Both Biden and Vice President Kamala Harris vocally opposed the Trump administration’s immigration priorities during the presidential campaign.
In October 2020, Harris stated that on the issue of immigration, “there couldn’t’ be a bigger difference between a Biden/Harris approach and a Donald Trump approach.”
“Donald Trump has been horrendous. Look at the policy which has been about putting babies in cages and separating children from their parents at the border. He also broke his promise to the DREAMers, some of which are coming from Caribbean countries.”
ICE said Friday that it had deported people to Jamaica and that it was in compliance with last week’s court order. The agency did not respond to several requests for further comment on additional deportation flights.
Officials in Honduras confirmed that 131 people were on a deportation flight that landed Friday. Another flight that landed in Guatemala on Friday had 138 people, with an additional 30 people expected to arrive Monday, officials there said.

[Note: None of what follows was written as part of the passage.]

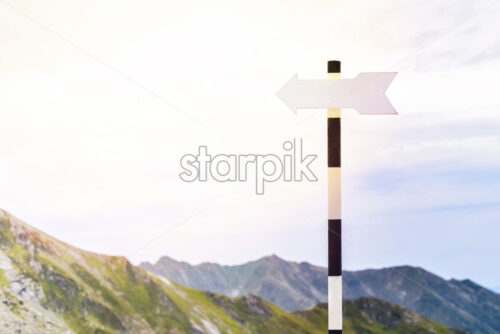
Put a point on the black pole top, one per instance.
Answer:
(334, 66)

Last week, U.S. District Judge Drew Tipton banned the Biden administration from enforcing a 100-day deportation moratorium that had gone into effect Jan. 22. Tipton said the Biden administration had violated the federal Administrative Procedure Act in issuing the moratorium and had not proven why a pause in deportations was necessary.
Tipton’s ruling, however, does not require deportations to resume at their previous pace. Immigration agencies typically have latitude in processing cases and scheduling removal flights.
A statement from the White House said that despite the court ruling, President Biden remained committed to the cause.
“President Biden remains committed to taking immediate action to reform our immigration system to ensure it’s upholding American values while keeping our communities safe,” the White House said.